DIE ZEIT 18.03.2004 Nr.13

Der Koran kennt keine Selbstmordattentate

Ein Gespräch mit dem amerikanischen Islamwissenschaftler Bernard Lewis über die religiöse Verwirrung in der arabischen Kultur

die zeit: Herr Professor Lewis, Selbstmordattentate, religiöser Fanatismus, Aufruf zum Dschihad – vielen im Westen erscheint der Islam seit dem 11.September 2001 als eine aggressive Religion, einigen sogar als ein Synonym für Terrorismus…

Bernard Lewis: Das ist eine völlig falsche Vorstellung. Ganz im Gegenteil, wenn wir uns die Hauptströmungen des Islams ansehen, ist der Terror sogar ausdrücklich verboten – und das gilt auch für den Selbstmord. Natürlich gibt es eine Doktrin vom Heiligen Krieg. Aber weil der Heilige Krieg gesetzlich verpflichtenden Charakter für alle Muslime hat, ist er auch nach dem islamischen Recht genau geregelt. Wie man Feindseligkeiten eröffnet, wie man sie durchführt und beendet, wie man Gefangene macht und wie man mit ihnen umgeht – all das ist genau festgelegt. Auch dass Kinder und alte Menschen in jedem Fall verschont werden müssen, ebenso Zivilisten. Sogar der mögliche Einsatz von chemischen Waffen (wie vergifteten Pfeilen) und ballistischen Geschossen (Katapulten) ist geregelt – fast so wie in einer vorweggenommenen Genfer Konvention. Und Selbstmordattentate sind für den Islam völlig unvorstellbar. Selbstmord ist die schlimmste Todsünde. Wer sich umbringt, wird dadurch bestraft, dass er bis in alle Ewigkeit den Moment seines Selbstmordes immer wieder erleben muss. Wenn die Attentäter wüssten, was sie erwartet, würden sie es nicht tun.

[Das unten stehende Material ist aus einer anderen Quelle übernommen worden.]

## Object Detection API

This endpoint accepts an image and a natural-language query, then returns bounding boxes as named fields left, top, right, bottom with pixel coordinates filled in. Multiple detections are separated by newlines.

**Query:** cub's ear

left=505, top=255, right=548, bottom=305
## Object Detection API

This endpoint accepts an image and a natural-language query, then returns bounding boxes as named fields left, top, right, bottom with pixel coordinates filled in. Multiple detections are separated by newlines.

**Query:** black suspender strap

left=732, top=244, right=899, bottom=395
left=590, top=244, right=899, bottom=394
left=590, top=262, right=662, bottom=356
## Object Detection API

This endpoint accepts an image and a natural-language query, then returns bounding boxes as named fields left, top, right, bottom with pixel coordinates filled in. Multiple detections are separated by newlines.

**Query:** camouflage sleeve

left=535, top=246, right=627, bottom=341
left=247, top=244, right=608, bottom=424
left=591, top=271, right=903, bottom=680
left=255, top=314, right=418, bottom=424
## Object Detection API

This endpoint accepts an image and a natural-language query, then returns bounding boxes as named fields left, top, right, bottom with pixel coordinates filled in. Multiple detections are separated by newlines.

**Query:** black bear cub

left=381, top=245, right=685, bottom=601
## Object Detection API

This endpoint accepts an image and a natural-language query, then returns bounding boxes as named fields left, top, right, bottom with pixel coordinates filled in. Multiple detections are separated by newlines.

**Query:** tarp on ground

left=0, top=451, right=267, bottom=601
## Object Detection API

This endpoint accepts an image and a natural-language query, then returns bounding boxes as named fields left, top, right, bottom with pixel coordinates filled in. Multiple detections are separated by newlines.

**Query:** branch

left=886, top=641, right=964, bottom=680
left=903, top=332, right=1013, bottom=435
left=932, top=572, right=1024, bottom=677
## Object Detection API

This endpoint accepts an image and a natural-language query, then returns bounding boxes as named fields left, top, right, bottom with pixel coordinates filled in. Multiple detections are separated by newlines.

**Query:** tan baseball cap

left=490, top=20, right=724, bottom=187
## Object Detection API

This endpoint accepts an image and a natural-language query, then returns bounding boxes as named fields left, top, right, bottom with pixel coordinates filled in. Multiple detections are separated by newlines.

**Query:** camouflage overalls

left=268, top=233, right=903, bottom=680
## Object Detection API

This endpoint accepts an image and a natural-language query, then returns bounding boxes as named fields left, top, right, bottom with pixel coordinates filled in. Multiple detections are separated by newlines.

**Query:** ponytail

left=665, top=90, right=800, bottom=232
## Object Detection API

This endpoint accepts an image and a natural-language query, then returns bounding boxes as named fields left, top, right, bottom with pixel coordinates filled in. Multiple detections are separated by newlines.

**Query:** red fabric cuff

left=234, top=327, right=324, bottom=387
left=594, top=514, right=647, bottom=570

zeit: Dennoch gewinnt der religiöse Extremismus an Zulauf, zum Beispiel im Umkreis der saudischen Wahhabiten, auf die sich Osama bin Laden beruft… (islamische rückschrittliche Reformbewegung, benannt nach ihrem Begründer, dem aus Innerarabien stammenden Theologen Mohammed Ibn Abd al-Wahhab (1703 -  1792)
 

Lewis: Die wahabitische Lehre ist eine völlig marginale Strömung aus Saudi-Arabien, die es erst in allerletzter Zeit durch das Zusammenspiel von Macht, Öl, Geld und Fundamentalismus zu einiger Berühmtheit gebracht hat. In der Geschichte des Islams spielt sie aber praktisch keine Rolle. Leider fällt sogar der Westen auf die Wahhabiten herein – aus bloßer Ahnungslosigkeit. In vielen Ländern wie Deutschland oder den USA liefern die Wahhabiten gratis Lehrbücher für den Religionsunterricht, die eine besonders radikale Version des Islams verbreiten. Wir haben also die völlig paradoxe Situation, dass Kinder in Hamburg oder in Kalifornien eine fanatischere und intolerantere Version des Islams gelehrt wird als irgendwo sonst in der islamischen Welt – außer in Saudi-Arabien.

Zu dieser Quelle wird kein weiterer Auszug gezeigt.